Carn Bhac

After the rather unpleasant day I'd had the day before on Derry Cairngorm (on the hill in a thunderstorm) I was hoping for a better day for this walk. The MWIS forecast referred to a possibility of isolated thunderstorms so this meant I was going to alter my route at the first sign of any problems.

The start of the walk is at Inverey and goes up the estate road into Glen Ey (pronounced Glen Eye).

There's a car park in the hamlet...

...and the route then passes a lodge..

....before entering the open glen at this gate.

The track crosses the Ey Burn and then climbs slightly before...

...continuing well above the burn

There's a sign that points the way to the "Colonel's Bed" which is a gorge through which the Ey Burn flows. I decided to postpone visiting this until my return but in the end decided not to as I'd had enough walking by the end of the day!

There's a curious structure by the side of the track. It looks as though it may be used for grading stones from the small excavated area nearby (or is it foruse in the stalking season?).

At the derelict cottage at Auchelie I took the track that climbs up out of the glen towards the ridge that leads to Carn Creagach.

The track crosses a grassy area with...

...views down to the middle section of  Glen Ey.

Then it's a steady but gentle climb up....

...past shooting butts.. reach the summit of Carn nan Seilach at 675m.

The day's objective, Carn Bhac, comes into view as the track meanders onwards.

Click on the photo to see a larger image (and then click again to see the full sized photo). The openess and the dominance of Carn Bhac on this approach gives a different impression from the more usual approach to the hill from Altanour Lodge in upper Glen Ey. It's a route recommended by Ralph Storer in one of his books in the "Ultimate Munros" series.

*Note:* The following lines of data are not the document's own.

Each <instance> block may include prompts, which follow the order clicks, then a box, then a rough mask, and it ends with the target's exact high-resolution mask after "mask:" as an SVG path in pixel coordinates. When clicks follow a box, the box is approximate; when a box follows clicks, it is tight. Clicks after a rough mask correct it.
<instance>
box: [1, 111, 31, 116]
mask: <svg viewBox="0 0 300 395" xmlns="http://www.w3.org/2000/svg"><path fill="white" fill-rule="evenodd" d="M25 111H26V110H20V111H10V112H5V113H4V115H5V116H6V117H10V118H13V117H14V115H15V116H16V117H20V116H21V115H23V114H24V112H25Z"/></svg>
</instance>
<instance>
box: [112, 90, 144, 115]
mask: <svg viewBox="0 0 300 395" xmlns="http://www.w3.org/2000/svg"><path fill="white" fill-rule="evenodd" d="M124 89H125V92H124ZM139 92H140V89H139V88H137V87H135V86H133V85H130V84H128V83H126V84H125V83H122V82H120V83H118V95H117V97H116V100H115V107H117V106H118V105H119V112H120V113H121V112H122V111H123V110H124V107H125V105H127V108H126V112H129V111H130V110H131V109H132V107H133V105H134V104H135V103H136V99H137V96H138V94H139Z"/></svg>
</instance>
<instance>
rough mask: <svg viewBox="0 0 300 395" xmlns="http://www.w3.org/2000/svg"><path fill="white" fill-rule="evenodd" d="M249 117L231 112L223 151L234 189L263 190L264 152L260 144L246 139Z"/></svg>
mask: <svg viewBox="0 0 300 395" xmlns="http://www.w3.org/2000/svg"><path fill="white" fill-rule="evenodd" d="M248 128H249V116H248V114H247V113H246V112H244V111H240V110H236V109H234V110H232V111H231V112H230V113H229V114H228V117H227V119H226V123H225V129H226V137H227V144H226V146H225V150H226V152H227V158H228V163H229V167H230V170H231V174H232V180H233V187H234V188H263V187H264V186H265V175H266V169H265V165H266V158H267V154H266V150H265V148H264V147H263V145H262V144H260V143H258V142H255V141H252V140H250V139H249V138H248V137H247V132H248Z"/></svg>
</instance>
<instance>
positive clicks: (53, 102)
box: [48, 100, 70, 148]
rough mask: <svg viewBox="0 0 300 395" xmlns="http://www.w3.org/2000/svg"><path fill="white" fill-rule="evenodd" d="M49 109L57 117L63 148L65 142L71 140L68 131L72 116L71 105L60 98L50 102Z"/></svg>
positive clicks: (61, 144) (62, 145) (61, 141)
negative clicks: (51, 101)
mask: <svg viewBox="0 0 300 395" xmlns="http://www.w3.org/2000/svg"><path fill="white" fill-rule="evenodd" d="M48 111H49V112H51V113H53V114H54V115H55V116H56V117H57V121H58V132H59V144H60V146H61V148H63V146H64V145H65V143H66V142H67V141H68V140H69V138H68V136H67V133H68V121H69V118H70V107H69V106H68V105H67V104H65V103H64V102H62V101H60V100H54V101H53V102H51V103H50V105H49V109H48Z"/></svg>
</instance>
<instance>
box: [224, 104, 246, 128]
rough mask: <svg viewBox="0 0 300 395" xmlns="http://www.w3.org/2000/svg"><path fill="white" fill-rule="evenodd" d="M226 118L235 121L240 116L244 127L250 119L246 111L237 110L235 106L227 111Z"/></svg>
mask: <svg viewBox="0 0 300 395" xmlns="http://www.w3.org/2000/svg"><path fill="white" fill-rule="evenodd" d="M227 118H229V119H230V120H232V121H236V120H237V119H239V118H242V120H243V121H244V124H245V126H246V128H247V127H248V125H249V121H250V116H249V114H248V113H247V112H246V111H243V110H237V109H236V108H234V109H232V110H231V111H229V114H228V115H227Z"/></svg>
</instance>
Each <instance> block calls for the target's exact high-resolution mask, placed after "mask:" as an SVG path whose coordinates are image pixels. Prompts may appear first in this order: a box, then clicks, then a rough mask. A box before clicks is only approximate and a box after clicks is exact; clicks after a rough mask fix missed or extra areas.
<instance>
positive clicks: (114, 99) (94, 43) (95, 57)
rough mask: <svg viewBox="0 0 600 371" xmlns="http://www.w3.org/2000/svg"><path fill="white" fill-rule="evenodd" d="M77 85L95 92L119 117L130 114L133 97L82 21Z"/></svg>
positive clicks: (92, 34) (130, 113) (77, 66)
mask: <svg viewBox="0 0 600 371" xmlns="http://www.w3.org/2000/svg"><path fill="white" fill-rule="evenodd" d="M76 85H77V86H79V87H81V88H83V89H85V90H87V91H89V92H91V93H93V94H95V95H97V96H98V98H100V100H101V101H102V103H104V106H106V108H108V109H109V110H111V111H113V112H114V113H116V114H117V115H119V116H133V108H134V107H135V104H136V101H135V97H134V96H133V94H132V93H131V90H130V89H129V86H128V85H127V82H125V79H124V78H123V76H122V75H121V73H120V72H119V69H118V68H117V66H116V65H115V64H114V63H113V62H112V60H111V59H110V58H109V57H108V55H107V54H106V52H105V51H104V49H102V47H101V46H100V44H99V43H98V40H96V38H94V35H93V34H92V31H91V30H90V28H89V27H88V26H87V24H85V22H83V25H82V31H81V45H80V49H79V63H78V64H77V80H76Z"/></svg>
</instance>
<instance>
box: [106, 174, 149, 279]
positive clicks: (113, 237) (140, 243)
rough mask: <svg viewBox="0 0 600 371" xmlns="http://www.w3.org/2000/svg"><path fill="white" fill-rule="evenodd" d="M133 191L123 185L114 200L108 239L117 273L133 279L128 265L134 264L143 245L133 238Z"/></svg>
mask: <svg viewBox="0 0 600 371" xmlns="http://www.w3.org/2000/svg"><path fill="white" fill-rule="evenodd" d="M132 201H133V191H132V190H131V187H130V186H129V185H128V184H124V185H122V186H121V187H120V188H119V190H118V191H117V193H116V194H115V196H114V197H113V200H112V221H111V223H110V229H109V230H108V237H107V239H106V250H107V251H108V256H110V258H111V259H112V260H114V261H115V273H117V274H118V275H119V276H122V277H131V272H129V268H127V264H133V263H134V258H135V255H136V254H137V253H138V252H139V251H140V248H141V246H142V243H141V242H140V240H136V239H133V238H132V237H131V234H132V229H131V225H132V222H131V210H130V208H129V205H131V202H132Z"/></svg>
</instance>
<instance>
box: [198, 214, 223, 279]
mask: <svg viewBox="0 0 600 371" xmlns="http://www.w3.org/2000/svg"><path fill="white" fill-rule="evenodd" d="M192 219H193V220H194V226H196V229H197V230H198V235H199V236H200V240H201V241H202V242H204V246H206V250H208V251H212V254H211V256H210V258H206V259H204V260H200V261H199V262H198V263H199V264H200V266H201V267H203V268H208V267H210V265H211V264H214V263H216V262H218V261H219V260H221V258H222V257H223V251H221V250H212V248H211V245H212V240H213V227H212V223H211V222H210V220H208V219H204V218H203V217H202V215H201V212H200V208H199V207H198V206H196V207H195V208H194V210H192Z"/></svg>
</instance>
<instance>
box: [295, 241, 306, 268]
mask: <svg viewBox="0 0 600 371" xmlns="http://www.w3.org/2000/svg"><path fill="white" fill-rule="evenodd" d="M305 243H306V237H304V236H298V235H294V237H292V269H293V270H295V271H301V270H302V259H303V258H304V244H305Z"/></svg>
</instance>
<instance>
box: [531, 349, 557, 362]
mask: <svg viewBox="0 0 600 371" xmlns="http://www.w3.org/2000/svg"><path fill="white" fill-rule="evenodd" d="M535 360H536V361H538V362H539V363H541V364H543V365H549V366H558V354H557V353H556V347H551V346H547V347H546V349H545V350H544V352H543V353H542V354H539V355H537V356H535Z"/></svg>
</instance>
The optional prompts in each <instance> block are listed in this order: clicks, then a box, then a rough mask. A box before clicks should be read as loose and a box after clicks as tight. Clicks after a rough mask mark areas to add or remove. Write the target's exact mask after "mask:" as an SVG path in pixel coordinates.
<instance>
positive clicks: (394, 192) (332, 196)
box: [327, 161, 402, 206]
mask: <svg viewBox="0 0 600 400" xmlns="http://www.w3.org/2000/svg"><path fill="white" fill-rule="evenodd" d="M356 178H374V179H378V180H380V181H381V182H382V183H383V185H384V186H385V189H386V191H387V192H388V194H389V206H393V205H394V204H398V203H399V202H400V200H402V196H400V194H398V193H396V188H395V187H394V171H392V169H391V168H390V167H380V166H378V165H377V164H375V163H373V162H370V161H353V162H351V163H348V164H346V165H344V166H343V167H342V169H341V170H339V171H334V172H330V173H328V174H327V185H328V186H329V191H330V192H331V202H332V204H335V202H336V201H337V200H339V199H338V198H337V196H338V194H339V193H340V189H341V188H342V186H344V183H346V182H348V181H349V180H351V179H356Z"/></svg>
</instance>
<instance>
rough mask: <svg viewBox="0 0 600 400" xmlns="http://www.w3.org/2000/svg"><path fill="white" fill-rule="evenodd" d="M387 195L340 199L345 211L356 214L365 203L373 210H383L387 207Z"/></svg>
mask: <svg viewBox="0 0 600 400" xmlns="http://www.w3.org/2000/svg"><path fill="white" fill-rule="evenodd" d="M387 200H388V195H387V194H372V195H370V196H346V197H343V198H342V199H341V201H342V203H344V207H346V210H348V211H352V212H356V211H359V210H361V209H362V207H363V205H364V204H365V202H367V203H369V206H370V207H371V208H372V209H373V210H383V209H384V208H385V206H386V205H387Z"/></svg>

Over to the north Ben a'Bhuird is in the centre.

The surface of the track changes as height is gained to the underlying bedrock.

At about NO 068 842 the track comes to an end at a dip and from now on the way to the summit is largely trackless.

There are odd sections where  others have clearly walked but for the most part it is a case of walking towards the col at the head of the Allt Carn Bhathaich.

Most of this section is on rough grass with a few sections of peat hags which can be largely avoided. I was aiming for the low point on the horizon (777m spot height) which is at about NO 060 828.

At the col Beinn lutharn Mhor appears but... I turned west towards Carn Bhac. Once again there were odd traces of tracks - some by humans and others by animals.

My plan was to head uphill in a westerly direction until I intercepted the track that comes up the ridge from the ruin at Altanour Lodge. Finding this was made somewhat easier than expected as I could see a group of walkers heading uphill.

Now on the path I....

...headed uphill...

...until the track disappeared among the stones on the summit dome.

Carn Bhac's summit plateau..

..with the cairn at the western end. The walk from Inverey had taken me 3 hours and twenty minutes.

Click on photo for a larger image and then click on the image again to view panorama at full size.

This is the view looking towards Cairn Toul, Ben Macdui and Beinn a'Bhuird

The panorama drawing will help orientate some of those hills.

After an interesting discussion with the instructor of a D of E group and a long lunch break in the sun  I set off down towards Glen Ey. The clouds over the northern Cairngorms looked a bit threatening but there was no thunder to be heard.

In mist it might be difficult to find the way down as there is no clear path from the summit although this cairn indicates roughly where to go - but exactly where over the stones?

Unfortunately as I headed off down the path the rain started and continued quite heavily for about two hours.

From this direction Carn Bhac looks a boring lump so I reckon the way I took up gives a much better impression of the hill with its rockier north side.  Compare the photo above with this one below which shows the crags on the northern side of Carn Bhac.

Anyway, on with the walk.

The OS 1:25000 map shows a broad track ending at NO 061 815 but, in actual fact, it seems that more grouse butts have been built and it has been extended further uphill towards Carn Bhac.

Eventually the rather poor vehicle track improves as it heads down into the glen...

Dominating the view over to the south is the bulk of Beinn lutharn Mhor.

The track continues to drop down into the glen....

....where there are lots of glacial features. Look at those small drumlins. In fact upper Glen Ey is a delight for anybody with even the slightest interest in geology. More later.

As can be seen it was raining hard as I approached the ruin of Altanour Lodge. It had taken about an hour and a half from the summit and there were still another six miles back down the glen to Inverey.

It is of course a super walk along a smooth track..

...which crosses the river several times.

Looking from the bridge the enormous expanse of flat land here suggests that this was possibly the bed of a lake.

At the far end of this flat area the track rises where a morraine has acted as a dam in the past.

The track moves away from the burn...

...before dropping to cross to the other bank.

The final photo shows the approach to the ruin at Auchelie where my outward route left the main glen path.

I'd taken eight hours for the walk, including several long breaks for food and drinks.